If payors fail to comply with maintenance payments, the FMEP will issue administrative enforcement as well as court enforcement to ensure collection of unpaid maintenance. Administrative enforcement actions include Notices of Attachment, which require the garnishment of wages and other sources of income or the interception of federal payments (such as employment insurance benefits and income tax returns), reporting arrears to the credit bureau, refusing to issue or renew a payor's driver's license, and placing a lien on a payor's land or personal property. Court enforcement mechanisms involve requiring a payor to attend in court to explain the non-payment of maintenance and, ultimately, incarceration for the willful failure to pay court ordered maintenance. Cases are assessed individually in order to determine which type of enforcement is appropriate. This decision depends on factors such as the payor's history and the amount of money owed. Under section 11.1 of the Act, the FMEP has the authority to charge payors interest on late and unpaid maintenance. This interest goes to the recipient.
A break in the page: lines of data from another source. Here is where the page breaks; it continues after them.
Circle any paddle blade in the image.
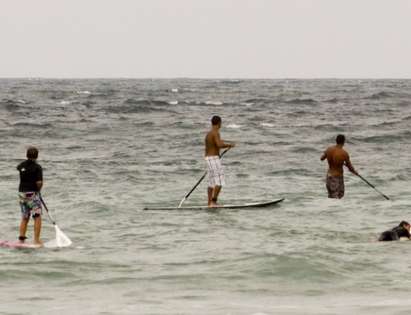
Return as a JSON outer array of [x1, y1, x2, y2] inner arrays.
[[178, 197, 186, 208], [45, 225, 72, 248], [55, 225, 72, 247]]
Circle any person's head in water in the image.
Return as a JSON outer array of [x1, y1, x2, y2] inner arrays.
[[211, 115, 222, 128], [400, 221, 411, 231], [336, 134, 345, 146], [26, 147, 39, 160]]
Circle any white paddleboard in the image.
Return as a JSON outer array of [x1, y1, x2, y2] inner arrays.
[[144, 198, 284, 210]]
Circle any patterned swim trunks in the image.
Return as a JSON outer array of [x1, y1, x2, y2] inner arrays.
[[19, 192, 42, 219], [205, 156, 225, 188], [326, 175, 345, 199]]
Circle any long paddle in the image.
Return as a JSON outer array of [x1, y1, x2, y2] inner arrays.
[[357, 174, 390, 200], [39, 195, 72, 247], [178, 148, 231, 208]]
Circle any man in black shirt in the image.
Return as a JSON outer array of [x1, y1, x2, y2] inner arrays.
[[378, 221, 411, 241], [17, 147, 43, 245]]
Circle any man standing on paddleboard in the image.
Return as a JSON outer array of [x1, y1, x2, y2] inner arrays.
[[17, 147, 43, 245], [320, 134, 358, 199], [205, 116, 235, 207]]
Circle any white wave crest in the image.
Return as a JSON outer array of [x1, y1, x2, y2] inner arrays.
[[205, 100, 223, 106], [227, 123, 242, 129], [241, 102, 254, 107]]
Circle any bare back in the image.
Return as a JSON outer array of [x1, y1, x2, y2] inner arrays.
[[322, 145, 350, 176], [205, 130, 220, 156]]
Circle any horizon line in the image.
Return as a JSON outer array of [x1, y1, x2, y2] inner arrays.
[[1, 76, 411, 80]]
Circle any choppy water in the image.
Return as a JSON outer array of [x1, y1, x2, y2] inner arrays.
[[0, 79, 411, 315]]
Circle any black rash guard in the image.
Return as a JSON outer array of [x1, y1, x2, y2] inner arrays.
[[379, 225, 411, 241], [17, 160, 43, 192], [392, 226, 411, 239]]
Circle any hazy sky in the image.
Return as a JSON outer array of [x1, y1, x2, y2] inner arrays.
[[1, 0, 410, 78]]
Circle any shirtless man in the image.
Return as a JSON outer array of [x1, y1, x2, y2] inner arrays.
[[320, 134, 358, 199], [205, 116, 235, 207]]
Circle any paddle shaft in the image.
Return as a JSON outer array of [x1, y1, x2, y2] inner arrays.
[[39, 195, 57, 225], [357, 174, 390, 200], [178, 147, 231, 208]]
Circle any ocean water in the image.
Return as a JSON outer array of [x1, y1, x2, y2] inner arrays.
[[0, 78, 411, 315]]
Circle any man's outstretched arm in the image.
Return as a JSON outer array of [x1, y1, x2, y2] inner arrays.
[[345, 156, 359, 176]]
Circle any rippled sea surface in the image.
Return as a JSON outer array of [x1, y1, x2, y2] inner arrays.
[[0, 79, 411, 315]]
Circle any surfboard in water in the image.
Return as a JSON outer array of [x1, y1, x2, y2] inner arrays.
[[0, 240, 42, 249], [144, 198, 284, 210]]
Most of the payors and recipients enrolled in the FMEP live in British Columbia, although, out of the current caseload there are approximately 8,400 cases where one parent lives outside British Columbia. These cases involve cooperation with maintenance programs in other Canadian jurisdictions, as well as with international partners, to collect and disburse maintenance payments. The province of Alberta accounts for more than 50% of the program's out-of-province cases in Canada, while the State of Washington accounts for one third of the FMEP's reciprocal cases with the United States.

== Administration ==
The Director of Maintenance Enforcement manages the Family Maintenance Enforcement Program. The Director is a civil servant appointed by the Minister of Justice and Attorney General and acting in a position established by the Act.

== Clients ==
The FMEP monitors child support for just over 58,000 children. Almost one third of the children on the FMEP caseload are 11 years of age and under, and one in four children is over 19 years of age. The percentage of older children on the FMEP caseload reflects the widespread need for ongoing financial support from parents through high school and post-secondary school. Most parents registered with the FMEP are in their early 40s; the average age of payors is 45, and the average recipient age is 43.
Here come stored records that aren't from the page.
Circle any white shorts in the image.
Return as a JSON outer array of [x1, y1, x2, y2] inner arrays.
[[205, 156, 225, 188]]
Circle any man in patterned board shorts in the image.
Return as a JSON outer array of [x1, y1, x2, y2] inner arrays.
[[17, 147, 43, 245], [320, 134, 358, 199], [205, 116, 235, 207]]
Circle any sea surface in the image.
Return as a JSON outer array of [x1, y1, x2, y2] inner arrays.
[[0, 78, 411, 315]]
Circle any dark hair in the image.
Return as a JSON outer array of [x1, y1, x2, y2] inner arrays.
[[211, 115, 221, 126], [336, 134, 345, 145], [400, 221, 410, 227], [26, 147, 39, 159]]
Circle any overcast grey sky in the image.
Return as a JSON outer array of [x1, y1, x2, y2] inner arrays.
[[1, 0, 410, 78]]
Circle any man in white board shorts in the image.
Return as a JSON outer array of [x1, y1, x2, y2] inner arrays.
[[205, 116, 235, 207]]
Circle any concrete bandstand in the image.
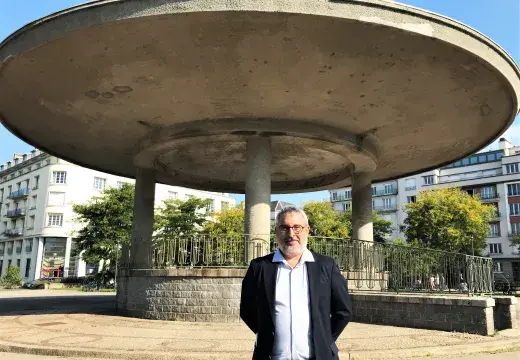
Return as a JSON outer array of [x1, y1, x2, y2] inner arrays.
[[0, 0, 519, 323]]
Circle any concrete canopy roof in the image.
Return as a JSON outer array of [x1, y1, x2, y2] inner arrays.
[[0, 0, 519, 194]]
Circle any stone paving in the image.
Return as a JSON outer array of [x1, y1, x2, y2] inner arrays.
[[1, 290, 520, 359]]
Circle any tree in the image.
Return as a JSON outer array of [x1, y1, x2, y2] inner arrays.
[[303, 201, 350, 238], [1, 266, 22, 289], [203, 205, 244, 236], [401, 188, 495, 254], [72, 183, 135, 271], [154, 197, 212, 238]]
== Payments and Disbursement ==
The average child support order registered with the program requires payment of just under $400 per month. Following registration, payors are required to send all maintenance payments to the FMEP, rather than send payments directly to the recipient. Payors are encouraged to make payments electronically. Payments are recorded by the FMEP and then disbursed to recipients, usually on the same day they are received. Payments are disbursed to recipients through direct deposit to bank accounts. An average of just under 43,000 payments per month are processed by the FMEP.
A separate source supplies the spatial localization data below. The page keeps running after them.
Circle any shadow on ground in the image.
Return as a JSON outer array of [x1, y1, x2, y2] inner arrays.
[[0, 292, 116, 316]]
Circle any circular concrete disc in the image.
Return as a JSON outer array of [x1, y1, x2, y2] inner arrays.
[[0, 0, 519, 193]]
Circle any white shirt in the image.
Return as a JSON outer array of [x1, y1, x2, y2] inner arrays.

As an incentive for prompt payment, where a payor misses or is late making a payment twice in a calendar year, the program charges a default fee. The fee is equal to one month's maintenance up to a maximum of $400 and is paid to the provincial government. These fees help offset the costs of the FMEP, and together with funds collected for clients in receipt of income assistance, help to ensure that the FMEP is a cost-neutral program for the government. In 2015-16 just under $1.3 million was collected in default fees.

== Program Costs ==
The FMEP is a very cost efficient program. The total funding for the FMEP in 2015-2016 was $18 million which translates to $1 spent for every $11.67 collected.